Buchhandelspräsident warnt: Lesen droht zur Elitefähigkeit zu verkommen

Rückgang des Lesens stellt Buchbranche vor Herausforderungen - Buchhandelspräsident warnt: Lesen droht zur Elitefähigkeit zu verkommen
Sebastian Guggolz, der neu gewählte Präsident des Börsenvereins des Deutschen Buchhandels, schlägt Alarm wegen der sinkenden Lesefähigkeiten in Deutschland. Er warnt, dass das Lesen ohne dringende Gegenmaßnahmen zur Nischenkompetenz werden könnte – mit gravierenden Folgen für die Bundesregierung und den gesellschaftlichen Zusammenhalt. Seine Befürchtungen äußert er vor der Veröffentlichung der nächsten PISA-Studie, die die Leseförderung voraussichtlich in den Fokus rücken wird.

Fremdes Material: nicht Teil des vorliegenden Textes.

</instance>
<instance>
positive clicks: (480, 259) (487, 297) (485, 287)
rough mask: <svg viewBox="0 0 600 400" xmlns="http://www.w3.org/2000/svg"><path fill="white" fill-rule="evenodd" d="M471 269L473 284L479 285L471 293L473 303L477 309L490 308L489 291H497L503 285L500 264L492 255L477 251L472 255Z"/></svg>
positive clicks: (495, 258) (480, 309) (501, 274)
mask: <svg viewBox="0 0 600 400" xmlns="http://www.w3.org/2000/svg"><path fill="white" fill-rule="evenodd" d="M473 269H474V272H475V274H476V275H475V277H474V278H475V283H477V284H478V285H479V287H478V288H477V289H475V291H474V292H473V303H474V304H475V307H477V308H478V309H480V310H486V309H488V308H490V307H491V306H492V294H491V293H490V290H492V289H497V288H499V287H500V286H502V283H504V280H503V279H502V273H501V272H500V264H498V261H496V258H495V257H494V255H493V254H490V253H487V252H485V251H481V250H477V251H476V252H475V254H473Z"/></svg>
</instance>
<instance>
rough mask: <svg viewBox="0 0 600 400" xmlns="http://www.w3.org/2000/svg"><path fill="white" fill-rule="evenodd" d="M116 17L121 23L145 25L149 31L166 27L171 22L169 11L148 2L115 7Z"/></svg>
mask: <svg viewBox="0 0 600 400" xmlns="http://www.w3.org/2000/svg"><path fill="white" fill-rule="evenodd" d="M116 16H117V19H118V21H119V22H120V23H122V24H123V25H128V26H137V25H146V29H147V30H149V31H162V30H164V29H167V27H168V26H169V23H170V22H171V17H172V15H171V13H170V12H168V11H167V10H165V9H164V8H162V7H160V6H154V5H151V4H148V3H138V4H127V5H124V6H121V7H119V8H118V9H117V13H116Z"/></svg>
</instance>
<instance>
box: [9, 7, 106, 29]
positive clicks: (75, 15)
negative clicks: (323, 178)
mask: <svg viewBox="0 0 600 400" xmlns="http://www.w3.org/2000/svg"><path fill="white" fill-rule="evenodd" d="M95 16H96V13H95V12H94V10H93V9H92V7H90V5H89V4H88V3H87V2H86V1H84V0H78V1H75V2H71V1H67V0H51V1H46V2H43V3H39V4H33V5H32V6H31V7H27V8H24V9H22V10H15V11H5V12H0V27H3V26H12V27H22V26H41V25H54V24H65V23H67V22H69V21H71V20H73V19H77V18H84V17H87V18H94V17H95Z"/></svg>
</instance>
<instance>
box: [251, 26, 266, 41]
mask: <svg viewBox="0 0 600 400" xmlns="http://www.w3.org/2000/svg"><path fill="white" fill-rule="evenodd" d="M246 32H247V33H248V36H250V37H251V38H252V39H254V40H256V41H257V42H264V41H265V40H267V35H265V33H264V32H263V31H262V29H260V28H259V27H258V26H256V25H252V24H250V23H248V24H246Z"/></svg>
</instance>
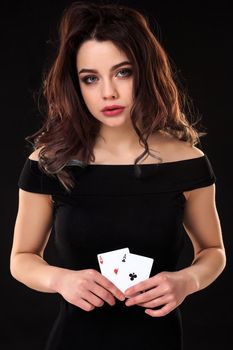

Guggolz, der beim Fischer Verlag in Frankfurt tätig ist und früher einen eigenen Independent-Verlag in Berlin leitete, vertritt in seiner neuen Funktion sowohl Verlage als auch Buchhändler. Aus eigener Erfahrung weiß er, wie sich Leseprobleme in allen Altersgruppen auswirken. Rund 10,6 Millionen Erwachsene in Deutschland haben bereits Schwierigkeiten mit grundlegenden Lese- und Schreibfähigkeiten, während jedes vierte Kind am Ende der Grundschulzeit nicht ausreichend lesen kann.
Auf einer kürzlichen Veranstaltung der IG Belletristik und Sachbuch betonte Guggolz, dass mangelnde Lesekompetenz die Lesefähigkeit zu einer "Kulturtechnik weniger" verkommen lasse. Dieser Rückgang, so seine Argumentation, könnte politische Entscheidungen verzerren und die demokratische Teilhabe schwächen. Seine Warnungen stützen sich nicht nur auf Statistiken – als Lesepate in einer Berliner Grundschule erlebt er täglich, mit welchen Herausforderungen Kinder konfrontiert sind. Mit der anstehenden PISA-Studie wird das Thema weiter an Bedeutung gewinnen. Guggolz und der Börsenverein fordern daher nachdrücklich gezielte Programme, um den Negativtrend umzukehren, bevor er sich verschärft.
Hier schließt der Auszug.